The coronavirus, or COVID-19, has brought most cities in China to a standstill—and the property market is no exception.
The number of real estate transactions for new construction homes in Shanghai from early February to early March decreased by 56% compared to the same time frame last year, or from 3,256 transactions to 1,413, according to data from Knight Frank. In the month before coronavirus became widespread, there were 3,982 property transactions in Shanghai.
(Note: Data for a specific month is typically released two months after the close of that calendar month, but sources say real estate data is coming in more slowly due to resources being diverted to monitor the spread of the virus and the Shanghai numbers are the only ones available at the moment.)
Developers have had to implement significant price incentives to entice buyers just to stay afloat.
Evergrande Group, the third largest developer in China, offered a 25% discount on its homes during February and a 22% discount through the end of March, which led to buyers putting down deposits on over 95,000 homes during the first week of the promotion. A deposit needs to only be 5,000 yuan (or $718) to secure the property.
In the case of prices falling significantly, Evergrande also committed to matching lower prices at least through the end of May.
Evergrande’s chairman, Hui Ka Yan, with an estimated net worth of $28 billion, is the third richest person in China.
Another developer, Fantasia Holdings Group Co., has lowered their deposit requirement to only 1,7777 yuan and will refund the deposit with interest if the buyer changes their mind within 30 days.

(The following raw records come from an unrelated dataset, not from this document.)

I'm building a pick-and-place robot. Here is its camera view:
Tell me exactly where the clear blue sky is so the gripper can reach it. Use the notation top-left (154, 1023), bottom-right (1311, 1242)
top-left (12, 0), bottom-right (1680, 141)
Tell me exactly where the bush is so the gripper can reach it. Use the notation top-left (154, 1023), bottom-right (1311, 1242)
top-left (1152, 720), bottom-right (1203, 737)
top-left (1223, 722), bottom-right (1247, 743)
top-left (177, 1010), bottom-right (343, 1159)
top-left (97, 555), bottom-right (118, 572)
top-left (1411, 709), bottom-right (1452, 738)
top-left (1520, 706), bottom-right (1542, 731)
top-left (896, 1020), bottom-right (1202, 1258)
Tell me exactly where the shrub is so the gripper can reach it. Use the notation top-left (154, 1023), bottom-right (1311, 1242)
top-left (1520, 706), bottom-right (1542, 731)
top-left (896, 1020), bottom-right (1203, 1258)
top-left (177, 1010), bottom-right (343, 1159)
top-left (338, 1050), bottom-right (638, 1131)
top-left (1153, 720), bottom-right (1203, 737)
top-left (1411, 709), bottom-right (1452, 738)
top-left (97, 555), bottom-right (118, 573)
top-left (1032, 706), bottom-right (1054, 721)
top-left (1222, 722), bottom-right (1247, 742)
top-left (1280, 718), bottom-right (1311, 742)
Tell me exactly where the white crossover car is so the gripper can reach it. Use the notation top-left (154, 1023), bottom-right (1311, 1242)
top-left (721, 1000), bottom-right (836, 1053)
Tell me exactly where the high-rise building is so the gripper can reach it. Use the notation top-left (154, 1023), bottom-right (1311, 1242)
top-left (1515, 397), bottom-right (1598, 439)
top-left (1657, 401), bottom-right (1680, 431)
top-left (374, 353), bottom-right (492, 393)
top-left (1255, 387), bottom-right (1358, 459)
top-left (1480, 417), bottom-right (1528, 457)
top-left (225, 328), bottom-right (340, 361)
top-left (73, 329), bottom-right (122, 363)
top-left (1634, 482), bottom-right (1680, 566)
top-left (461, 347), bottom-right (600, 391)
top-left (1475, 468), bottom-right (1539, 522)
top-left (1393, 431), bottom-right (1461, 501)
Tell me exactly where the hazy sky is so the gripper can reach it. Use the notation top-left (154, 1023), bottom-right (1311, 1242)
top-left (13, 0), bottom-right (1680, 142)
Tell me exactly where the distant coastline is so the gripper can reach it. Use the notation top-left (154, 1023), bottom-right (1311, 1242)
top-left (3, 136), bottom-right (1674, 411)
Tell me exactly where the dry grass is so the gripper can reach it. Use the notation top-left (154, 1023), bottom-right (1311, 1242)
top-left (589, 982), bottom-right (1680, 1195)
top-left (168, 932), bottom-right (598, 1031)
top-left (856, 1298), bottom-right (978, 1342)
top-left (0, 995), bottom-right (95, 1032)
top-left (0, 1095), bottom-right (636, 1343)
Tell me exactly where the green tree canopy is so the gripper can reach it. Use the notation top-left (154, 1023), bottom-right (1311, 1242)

“Before the virus we had a forecast of [price growth] for first tier cities in China of about a 3% to 5% increase,” says Martin Wong, Knight Frank’s associate director for research and consultancy, Greater China, who spoke by phone from Hong Kong. “Then after the virus, because we saw transactions going down, we revised our forecast to a 0% to 2% increase. Temporarily prices will go down but the demand for first-tier cities will still be strong because of fundamentals.”
The first tier cities are Shanghai, Beijing, Chongqing and Tianjin, where Knight Frank has a strong presence. According to Wong the average price for homes in Shanghai is about 50,000 yuan to 60,000 yuan per square meter, rising to over 118,000 yuan per square meter for the luxury market.
“We look at first tier cities because they are more stable,” says Wong, also noting how rare it is for Knight Frank to change their forecasts during the year.
However, even though the first quarter has seen numbers plummet, Wong is optimistic the market will not see negative growth overall because of how quickly the Chinese government implements policies to influence market forces.
“It’s very different when you compare the market to the U.S. or t.he UK. In China the government always has some policy control in different times. If they see the price going up too much they try to suppress the price. If they just allow more of the ‘pie,’ or market mechanics, to control it the effect is too slow. You can’t see the immediate effect. So they impose buying restrictions—like in Shanghai every household is only allowed to buy two residential flats. You are not allowed to buy a third one, no matter how rich you are. It’s like a quota system.”
When it comes to existing homes, not new construction, 60% of the 70 largest cities were still seeing price increases, according to government data cited by Knight Frank. “But after February the situation will be reversed,” says Wong. Knight Frank predicts over 50% of major cities will see negative growth for the first quarter. “It will be a V-shaped trend for 2020,” summarizes Wong.